Rice is the staple food for more than three billion people, about half the world's population.
The three-day meeting in Vietnam comes after a report said Asian countries need to sharply increase and better manage rice stocks to improve food security in the region, where 65 percent of the world's hungry live.
"As Asia's population continues to grow and to urbanise at unprecedented rates, food insecurity in the region could worsen unless action is taken now," said a September report by the US-based Asia Society and the International Rice Research Institute (IRRI) in Manila, a co-organiser of the Hanoi conference.
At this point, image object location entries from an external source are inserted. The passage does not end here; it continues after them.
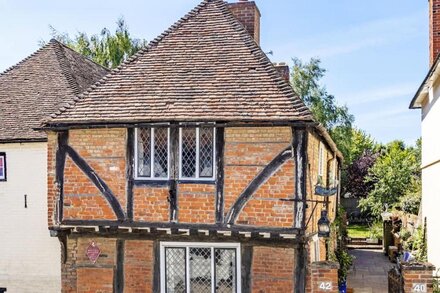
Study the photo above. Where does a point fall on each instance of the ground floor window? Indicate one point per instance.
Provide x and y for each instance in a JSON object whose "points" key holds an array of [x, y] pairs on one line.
{"points": [[200, 267]]}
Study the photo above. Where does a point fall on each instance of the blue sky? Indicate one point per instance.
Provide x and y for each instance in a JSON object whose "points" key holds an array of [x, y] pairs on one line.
{"points": [[375, 52]]}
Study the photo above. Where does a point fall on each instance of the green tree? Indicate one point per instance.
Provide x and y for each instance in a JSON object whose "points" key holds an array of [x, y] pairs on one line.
{"points": [[106, 48], [336, 119], [392, 176]]}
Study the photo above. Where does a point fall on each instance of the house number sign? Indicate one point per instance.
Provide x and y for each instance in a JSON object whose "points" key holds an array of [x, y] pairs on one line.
{"points": [[419, 288], [93, 252], [325, 286]]}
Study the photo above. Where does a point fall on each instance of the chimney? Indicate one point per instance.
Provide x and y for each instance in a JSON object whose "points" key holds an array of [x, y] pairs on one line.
{"points": [[283, 70], [434, 30], [249, 15]]}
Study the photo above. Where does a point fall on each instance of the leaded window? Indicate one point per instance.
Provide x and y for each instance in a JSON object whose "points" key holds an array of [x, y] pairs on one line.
{"points": [[200, 267], [152, 153], [197, 149]]}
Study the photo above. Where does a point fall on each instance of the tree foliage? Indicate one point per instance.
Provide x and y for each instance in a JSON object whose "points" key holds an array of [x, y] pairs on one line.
{"points": [[392, 176], [106, 48], [336, 119]]}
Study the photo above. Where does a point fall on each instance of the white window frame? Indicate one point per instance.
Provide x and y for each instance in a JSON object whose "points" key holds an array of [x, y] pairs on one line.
{"points": [[3, 159], [197, 177], [152, 138], [187, 246], [321, 160]]}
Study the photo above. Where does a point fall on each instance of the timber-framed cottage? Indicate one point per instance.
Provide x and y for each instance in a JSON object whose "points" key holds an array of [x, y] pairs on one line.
{"points": [[190, 168]]}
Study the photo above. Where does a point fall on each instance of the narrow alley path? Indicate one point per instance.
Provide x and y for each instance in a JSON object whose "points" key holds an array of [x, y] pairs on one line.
{"points": [[369, 273]]}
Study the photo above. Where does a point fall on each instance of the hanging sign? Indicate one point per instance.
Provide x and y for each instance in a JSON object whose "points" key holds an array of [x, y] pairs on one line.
{"points": [[93, 252], [322, 191]]}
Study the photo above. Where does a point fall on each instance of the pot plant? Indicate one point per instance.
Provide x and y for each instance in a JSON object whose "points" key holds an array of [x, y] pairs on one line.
{"points": [[375, 234]]}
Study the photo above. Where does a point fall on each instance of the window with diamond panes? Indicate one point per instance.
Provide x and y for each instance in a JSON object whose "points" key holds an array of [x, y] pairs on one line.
{"points": [[200, 269], [197, 153], [152, 153]]}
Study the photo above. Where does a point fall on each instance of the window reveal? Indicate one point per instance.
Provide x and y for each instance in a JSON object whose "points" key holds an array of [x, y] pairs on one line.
{"points": [[200, 268], [197, 153], [152, 153]]}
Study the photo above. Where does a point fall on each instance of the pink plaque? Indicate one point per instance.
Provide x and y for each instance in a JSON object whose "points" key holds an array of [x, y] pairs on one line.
{"points": [[93, 252]]}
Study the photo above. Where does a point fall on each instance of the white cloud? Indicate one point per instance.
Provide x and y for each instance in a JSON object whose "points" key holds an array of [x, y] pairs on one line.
{"points": [[365, 35], [391, 92]]}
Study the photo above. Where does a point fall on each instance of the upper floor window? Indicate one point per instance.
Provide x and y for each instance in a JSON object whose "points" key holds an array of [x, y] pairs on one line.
{"points": [[2, 167], [152, 153], [197, 149], [321, 160]]}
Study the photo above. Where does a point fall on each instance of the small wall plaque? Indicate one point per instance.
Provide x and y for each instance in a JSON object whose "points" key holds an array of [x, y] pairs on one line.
{"points": [[93, 252], [419, 288], [326, 286]]}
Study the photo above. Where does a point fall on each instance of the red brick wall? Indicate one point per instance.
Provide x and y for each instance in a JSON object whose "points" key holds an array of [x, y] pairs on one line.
{"points": [[79, 274], [273, 270], [248, 14], [247, 152], [196, 203], [138, 269], [95, 280], [105, 151], [151, 204]]}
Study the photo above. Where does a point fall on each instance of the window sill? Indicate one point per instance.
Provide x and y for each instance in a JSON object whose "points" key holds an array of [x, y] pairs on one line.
{"points": [[196, 181]]}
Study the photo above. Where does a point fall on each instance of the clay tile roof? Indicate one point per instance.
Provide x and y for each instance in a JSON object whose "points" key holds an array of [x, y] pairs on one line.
{"points": [[39, 85], [205, 67]]}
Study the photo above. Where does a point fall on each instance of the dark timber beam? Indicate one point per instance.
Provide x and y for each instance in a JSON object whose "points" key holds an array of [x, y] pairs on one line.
{"points": [[300, 143], [174, 173], [219, 195], [98, 182], [256, 183], [119, 272], [60, 162], [130, 172]]}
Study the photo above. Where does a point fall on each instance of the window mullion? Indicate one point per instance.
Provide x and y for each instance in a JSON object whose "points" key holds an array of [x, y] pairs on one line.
{"points": [[152, 152], [212, 270], [188, 277], [197, 153]]}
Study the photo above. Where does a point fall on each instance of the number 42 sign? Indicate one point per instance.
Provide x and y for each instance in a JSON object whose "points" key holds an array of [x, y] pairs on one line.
{"points": [[419, 288], [325, 286]]}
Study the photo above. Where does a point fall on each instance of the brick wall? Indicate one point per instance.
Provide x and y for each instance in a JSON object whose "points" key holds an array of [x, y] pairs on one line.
{"points": [[273, 270], [249, 15], [138, 267], [247, 152]]}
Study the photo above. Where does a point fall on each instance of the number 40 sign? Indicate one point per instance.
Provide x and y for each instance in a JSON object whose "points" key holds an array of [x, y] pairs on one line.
{"points": [[326, 286]]}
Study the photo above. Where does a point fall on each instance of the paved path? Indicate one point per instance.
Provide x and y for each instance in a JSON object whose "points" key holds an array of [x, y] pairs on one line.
{"points": [[369, 273]]}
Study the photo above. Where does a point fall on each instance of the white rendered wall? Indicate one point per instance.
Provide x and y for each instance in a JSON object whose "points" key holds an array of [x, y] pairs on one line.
{"points": [[29, 257], [431, 173]]}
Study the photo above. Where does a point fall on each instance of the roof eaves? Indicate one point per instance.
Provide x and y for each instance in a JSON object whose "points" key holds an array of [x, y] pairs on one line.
{"points": [[130, 60], [431, 72]]}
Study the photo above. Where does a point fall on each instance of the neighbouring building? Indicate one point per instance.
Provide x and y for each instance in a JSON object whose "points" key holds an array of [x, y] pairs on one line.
{"points": [[426, 99], [30, 91], [193, 167]]}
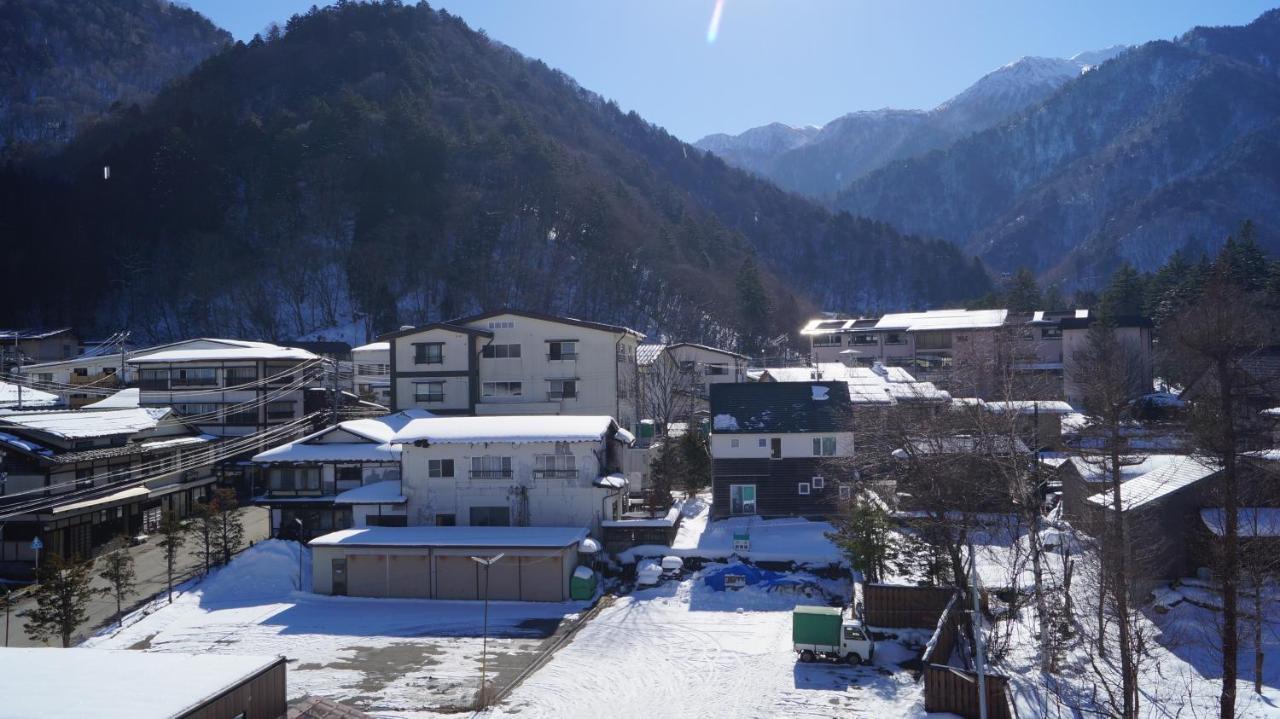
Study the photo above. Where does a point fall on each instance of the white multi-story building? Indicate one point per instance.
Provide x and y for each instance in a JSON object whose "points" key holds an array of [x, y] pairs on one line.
{"points": [[535, 471], [373, 371], [512, 362], [227, 388]]}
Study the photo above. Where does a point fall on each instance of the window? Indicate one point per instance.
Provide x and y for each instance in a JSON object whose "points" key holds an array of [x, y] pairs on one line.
{"points": [[562, 349], [823, 447], [501, 352], [490, 467], [561, 389], [428, 392], [195, 376], [154, 379], [490, 517], [933, 340], [192, 408], [561, 465], [503, 389], [241, 375], [827, 340], [741, 499], [428, 352], [242, 416]]}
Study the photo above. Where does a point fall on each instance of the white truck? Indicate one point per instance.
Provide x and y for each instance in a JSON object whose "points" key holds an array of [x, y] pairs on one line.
{"points": [[823, 631]]}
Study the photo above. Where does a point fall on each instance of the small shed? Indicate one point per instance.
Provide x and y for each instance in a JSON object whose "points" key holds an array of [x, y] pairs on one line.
{"points": [[437, 562], [56, 683]]}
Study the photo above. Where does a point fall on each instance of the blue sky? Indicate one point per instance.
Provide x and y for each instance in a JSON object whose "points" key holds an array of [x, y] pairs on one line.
{"points": [[798, 62]]}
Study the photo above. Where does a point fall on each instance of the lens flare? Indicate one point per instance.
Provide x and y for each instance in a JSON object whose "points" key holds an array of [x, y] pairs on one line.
{"points": [[713, 28]]}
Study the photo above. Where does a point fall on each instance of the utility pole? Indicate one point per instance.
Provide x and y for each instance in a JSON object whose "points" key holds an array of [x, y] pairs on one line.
{"points": [[979, 659], [484, 642]]}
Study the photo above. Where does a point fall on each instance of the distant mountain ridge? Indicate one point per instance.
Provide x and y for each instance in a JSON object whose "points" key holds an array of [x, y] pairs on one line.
{"points": [[821, 161], [383, 164], [1169, 145], [64, 63]]}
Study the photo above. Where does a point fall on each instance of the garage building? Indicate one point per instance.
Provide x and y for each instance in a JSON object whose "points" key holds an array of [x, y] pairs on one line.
{"points": [[435, 562]]}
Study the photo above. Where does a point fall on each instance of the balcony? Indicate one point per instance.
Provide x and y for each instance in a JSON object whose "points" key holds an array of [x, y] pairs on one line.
{"points": [[554, 474]]}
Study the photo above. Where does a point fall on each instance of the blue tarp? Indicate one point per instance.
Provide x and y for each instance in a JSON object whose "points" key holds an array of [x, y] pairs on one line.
{"points": [[753, 575]]}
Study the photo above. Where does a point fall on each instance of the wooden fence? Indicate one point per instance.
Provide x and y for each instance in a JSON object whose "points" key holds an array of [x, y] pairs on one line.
{"points": [[904, 607]]}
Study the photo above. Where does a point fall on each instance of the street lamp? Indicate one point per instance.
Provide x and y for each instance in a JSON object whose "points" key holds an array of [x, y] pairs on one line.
{"points": [[484, 642]]}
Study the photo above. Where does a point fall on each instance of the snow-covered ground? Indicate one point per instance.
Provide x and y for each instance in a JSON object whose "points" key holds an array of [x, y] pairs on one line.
{"points": [[684, 649], [400, 658]]}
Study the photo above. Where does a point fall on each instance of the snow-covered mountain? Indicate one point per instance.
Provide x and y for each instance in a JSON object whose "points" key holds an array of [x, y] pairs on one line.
{"points": [[819, 163]]}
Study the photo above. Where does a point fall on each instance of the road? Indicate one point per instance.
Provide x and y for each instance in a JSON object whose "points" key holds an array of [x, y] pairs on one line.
{"points": [[151, 580]]}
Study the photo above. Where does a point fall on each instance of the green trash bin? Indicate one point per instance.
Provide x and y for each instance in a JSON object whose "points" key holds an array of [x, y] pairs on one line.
{"points": [[583, 585]]}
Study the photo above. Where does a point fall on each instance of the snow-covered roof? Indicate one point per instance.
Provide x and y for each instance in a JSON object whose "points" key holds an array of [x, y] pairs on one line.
{"points": [[1130, 466], [30, 397], [83, 424], [373, 347], [376, 430], [506, 429], [1251, 521], [453, 536], [1144, 489], [1031, 407], [124, 399], [247, 351], [64, 683], [942, 320], [376, 493]]}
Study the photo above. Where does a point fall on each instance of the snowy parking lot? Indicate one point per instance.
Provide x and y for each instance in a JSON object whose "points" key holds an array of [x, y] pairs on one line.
{"points": [[684, 649], [396, 658]]}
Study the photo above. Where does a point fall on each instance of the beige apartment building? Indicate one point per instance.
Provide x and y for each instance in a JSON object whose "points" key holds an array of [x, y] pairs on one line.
{"points": [[513, 362]]}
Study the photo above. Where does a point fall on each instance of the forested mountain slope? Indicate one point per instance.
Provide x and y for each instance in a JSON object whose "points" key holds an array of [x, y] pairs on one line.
{"points": [[1168, 146], [384, 164]]}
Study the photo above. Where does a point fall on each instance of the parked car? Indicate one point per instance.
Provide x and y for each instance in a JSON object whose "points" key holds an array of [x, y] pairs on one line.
{"points": [[823, 631]]}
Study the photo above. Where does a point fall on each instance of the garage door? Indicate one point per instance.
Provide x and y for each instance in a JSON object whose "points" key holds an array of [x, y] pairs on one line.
{"points": [[455, 577], [542, 578], [503, 578], [408, 576], [366, 575]]}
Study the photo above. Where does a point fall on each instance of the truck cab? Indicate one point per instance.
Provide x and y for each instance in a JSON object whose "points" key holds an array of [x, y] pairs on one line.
{"points": [[823, 631]]}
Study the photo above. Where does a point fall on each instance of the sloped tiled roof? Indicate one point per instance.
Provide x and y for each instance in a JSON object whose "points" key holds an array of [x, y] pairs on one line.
{"points": [[780, 407]]}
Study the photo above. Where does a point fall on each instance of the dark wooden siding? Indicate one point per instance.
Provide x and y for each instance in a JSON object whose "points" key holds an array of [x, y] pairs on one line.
{"points": [[776, 485], [261, 696]]}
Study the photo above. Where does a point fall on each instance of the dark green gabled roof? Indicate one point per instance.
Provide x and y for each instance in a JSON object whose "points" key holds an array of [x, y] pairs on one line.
{"points": [[780, 407]]}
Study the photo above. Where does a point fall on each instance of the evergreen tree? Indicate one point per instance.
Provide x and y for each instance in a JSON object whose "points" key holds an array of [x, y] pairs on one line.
{"points": [[62, 600], [1022, 292], [229, 527], [753, 307], [119, 575], [1124, 293], [864, 536], [696, 458], [173, 535], [666, 472]]}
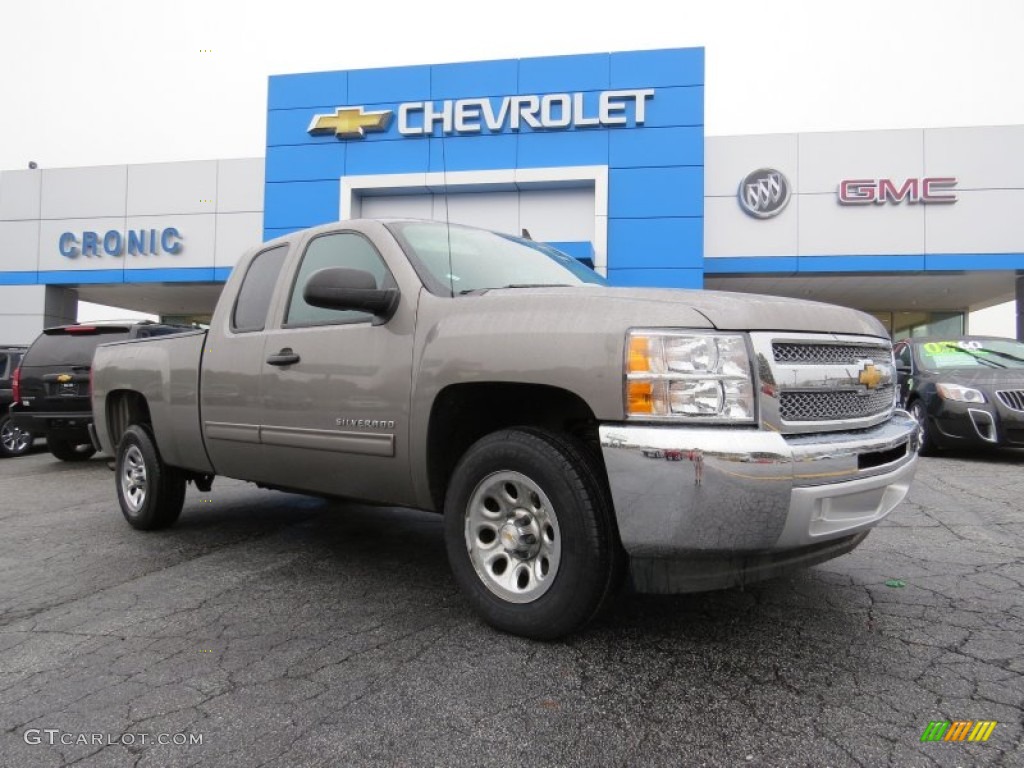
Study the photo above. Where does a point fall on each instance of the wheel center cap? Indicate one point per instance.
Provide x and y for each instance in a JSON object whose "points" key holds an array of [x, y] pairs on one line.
{"points": [[511, 538]]}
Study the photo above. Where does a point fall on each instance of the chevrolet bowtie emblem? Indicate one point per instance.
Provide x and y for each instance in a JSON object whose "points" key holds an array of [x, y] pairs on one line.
{"points": [[350, 122], [870, 377]]}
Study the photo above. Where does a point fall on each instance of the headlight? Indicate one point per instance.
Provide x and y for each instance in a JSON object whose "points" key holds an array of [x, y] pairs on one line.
{"points": [[958, 393], [688, 377]]}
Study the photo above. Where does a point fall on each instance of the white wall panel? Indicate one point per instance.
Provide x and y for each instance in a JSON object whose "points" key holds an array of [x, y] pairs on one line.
{"points": [[729, 159], [825, 159], [237, 232], [828, 228], [396, 206], [240, 184], [161, 188], [18, 246], [198, 242], [978, 222], [729, 231], [49, 242], [84, 193], [19, 195]]}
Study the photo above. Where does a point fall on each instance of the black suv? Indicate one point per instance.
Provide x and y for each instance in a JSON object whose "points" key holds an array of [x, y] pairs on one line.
{"points": [[13, 441], [52, 386]]}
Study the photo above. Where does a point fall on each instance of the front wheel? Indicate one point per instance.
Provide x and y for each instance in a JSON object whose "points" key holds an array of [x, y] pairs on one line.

"Declining trends in agricultural research and rural investment may lead to long-term food supply shortages and increased vulnerability to the famines that used to plague the region," the report said.
Rice-producing areas are home to nearly 560 million extremely poor people who live on less than 1.25 dollars per day. This is more than for any other crop, the report said, adding that about 90 percent of rice is grown in Asia, on more than 200 million rice farms.
"Rice is the staple food for most of the poor in Asia, where poverty remains staggering, particularly in South Asia," it said.
Vietnam is the world's second-biggest exporter of rice, behind Thailand.
IRRI estimated that annual investment of 120 million dollars in Asia between 2010 and 2030 could increase rice productivity by 8.5 percent.
This could lower the region's poverty rate by 15 percent, it said.
Among the topics to be discussed at the Hanoi meeting is the impact of climate change.
Researchers from the United States, the Philippines and the United Nations food agency said in August that even modest rises in global temperatures will drive down rice production in Asia, leading more people to slip into poverty and hunger.
"If we cannot change our rice production methods or develop new rice strains that can withstand higher temperatures, there will be a loss in rice production over the next few decades as days and nights get hotter," said Jarrod Welch, lead author of the study.
The Hanoi conference will also look at Africa's rice potential.
"Riots broke out in 2008 because of high rice prices and unavailability of rice on the market in major African capitals," a conference document said. "Relying on the world market to supply rice to African consumers is becoming a very risky, expensive and unsustainable strategy."
It said there is huge potential for growing rice in Africa, where consumption is growing by at least five percent annually.